Could Baltimore have handled its deaccession decision differently? Maybe. It could have left the inequity of its salaries unaddressed, and perhaps gone on to face the type of protest and press its New York City sister museums have experienced. It could have deaccessioned from the bottom up, selling many smaller works in an attempt to reach the necessary dollar level. It also could have selected paintings likely to sell to another art museum, thus keeping work on public view. It could, as Franklin Sirmans of Miami's Perez Museum suggests, have made a commitment to collecting Black and Latinex artists years ago. (True, but few boards did, which seems to be the heart of the problem.) Or it could have selected a different trio of big-ticket paintings that likely would have enraged a different portion of the public. The fact of the matter is we don't know. Boards and their directors are like families. You may theorize what's going on inside based on what you see, but without an inside seat, you don't actually know.

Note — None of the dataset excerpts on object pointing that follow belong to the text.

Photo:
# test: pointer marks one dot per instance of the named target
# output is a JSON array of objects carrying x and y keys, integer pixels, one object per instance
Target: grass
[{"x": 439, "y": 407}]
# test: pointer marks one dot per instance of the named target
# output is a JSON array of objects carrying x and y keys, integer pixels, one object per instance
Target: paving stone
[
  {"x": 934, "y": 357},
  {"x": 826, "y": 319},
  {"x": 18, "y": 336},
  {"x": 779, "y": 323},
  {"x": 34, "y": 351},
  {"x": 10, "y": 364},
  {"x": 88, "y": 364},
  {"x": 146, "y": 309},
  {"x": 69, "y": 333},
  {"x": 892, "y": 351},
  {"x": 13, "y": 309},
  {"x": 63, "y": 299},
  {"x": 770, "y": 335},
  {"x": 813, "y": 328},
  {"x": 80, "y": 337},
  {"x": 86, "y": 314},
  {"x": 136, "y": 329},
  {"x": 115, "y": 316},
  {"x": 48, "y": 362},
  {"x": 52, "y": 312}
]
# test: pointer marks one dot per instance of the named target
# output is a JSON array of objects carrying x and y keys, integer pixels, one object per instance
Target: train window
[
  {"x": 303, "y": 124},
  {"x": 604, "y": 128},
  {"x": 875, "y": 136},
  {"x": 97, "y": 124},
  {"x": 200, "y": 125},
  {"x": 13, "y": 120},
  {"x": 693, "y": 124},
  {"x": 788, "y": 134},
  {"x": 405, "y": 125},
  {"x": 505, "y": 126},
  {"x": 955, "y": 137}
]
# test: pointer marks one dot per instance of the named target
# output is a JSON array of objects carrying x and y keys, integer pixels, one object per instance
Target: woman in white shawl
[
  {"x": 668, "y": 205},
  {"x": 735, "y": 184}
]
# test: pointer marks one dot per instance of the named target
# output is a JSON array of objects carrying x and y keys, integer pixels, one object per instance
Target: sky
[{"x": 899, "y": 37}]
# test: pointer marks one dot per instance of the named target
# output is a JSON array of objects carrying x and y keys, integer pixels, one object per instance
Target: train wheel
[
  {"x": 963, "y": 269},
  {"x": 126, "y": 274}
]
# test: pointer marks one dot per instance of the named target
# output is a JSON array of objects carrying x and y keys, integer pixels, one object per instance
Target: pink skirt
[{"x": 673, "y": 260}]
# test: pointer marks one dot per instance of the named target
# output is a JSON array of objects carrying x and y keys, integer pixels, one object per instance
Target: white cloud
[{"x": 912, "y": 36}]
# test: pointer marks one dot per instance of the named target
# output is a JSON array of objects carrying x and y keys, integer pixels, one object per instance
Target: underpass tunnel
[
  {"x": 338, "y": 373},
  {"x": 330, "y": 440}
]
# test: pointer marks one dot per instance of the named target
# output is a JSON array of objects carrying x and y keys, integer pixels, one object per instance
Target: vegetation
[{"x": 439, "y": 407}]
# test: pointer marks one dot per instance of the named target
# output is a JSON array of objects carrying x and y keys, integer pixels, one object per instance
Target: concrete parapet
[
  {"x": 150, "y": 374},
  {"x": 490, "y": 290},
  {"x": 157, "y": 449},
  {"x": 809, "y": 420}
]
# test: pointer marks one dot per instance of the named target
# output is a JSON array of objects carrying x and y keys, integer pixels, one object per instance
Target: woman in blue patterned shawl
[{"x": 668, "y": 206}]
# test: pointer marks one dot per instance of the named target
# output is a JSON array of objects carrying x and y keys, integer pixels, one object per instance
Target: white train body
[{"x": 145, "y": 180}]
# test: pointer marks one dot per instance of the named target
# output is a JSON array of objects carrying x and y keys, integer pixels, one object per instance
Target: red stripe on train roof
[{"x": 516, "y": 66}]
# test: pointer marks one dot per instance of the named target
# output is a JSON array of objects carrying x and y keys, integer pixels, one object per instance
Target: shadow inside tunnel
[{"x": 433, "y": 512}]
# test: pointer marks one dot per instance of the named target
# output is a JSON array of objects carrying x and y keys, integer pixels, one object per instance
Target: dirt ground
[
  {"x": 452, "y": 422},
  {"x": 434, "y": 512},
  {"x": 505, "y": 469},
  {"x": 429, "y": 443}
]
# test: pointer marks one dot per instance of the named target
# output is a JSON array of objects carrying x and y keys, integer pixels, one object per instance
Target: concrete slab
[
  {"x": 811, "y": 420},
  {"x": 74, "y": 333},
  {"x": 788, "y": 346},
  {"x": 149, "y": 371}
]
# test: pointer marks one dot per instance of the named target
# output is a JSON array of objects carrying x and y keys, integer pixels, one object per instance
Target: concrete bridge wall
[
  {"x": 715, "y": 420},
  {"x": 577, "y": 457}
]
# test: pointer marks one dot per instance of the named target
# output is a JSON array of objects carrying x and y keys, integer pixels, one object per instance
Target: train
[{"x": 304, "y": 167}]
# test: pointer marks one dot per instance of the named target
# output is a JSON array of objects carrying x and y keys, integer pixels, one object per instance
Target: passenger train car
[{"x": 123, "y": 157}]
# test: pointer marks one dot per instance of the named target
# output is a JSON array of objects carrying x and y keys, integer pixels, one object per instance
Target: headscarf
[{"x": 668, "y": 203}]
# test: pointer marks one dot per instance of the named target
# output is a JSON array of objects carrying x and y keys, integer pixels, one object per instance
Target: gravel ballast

In May guest blogger Steven Miller wrote about museum boards, "....the effect of an unprecedented coronavirus pandemic makes their work incredibly difficult. The challenges are mind-boggling. Ultimately, practical solutions for museums are almost entirely of a fiscal nature. What will it cost to survive, how will survival be defined, and, where will the money come from, not to mention when?" Museums are expensive places to run, and unlike the proverbial widget factory, what museums sell doesn't net a profit so their value and their income streams don't intertwine.
Deaccessioning is an important and necessary tool for all museums, but when boards and directors use collections as a cash cow, it erodes public trust. In its 2016 report on Direct Care of Collections AAM wrote, "If a museum experiences financial difficulties, its governing body must make decisions that are consistent with its mission and its obligations to the public with regard to collections stewardship. It should ensure that funds realized from the sale of deaccessioned objects are never used as a substitute for fiscal responsibility." That last sentence presages the Berkshire Museum's choices, but doesn't necessarily apply to the Brooklyn and BMA.
Context in these cases is important. What if the community both inside and outside the museum changes? What if the community no longer sees cultural gatekeeping for a culture in which it has no part as essential? Can you know that from the outside? Then, is the museum just a warehouse full of supposedly important stuff? To a purist, does that matter? And a decade from now, will we look back and realize this was a hinge moment for museums, and we will mark time regarding collections before and after COVID?
There are so many times in a museum's life where good leadership is key, not just from the curatorial staff, the director, but the board as well. Deaccessioning is no exception. These questions, particularly in this moment of cultural and financial upheaval, seem peculiarly individual. Boards and directors may be asked to make the least bad decision, yet one that benefits their own organization, their own staff and their own community. And the solution for Baltimore may not be the solution for Rochester or LA or Brooklyn. Just another important reason why museum leadership truly matters in this age of discord.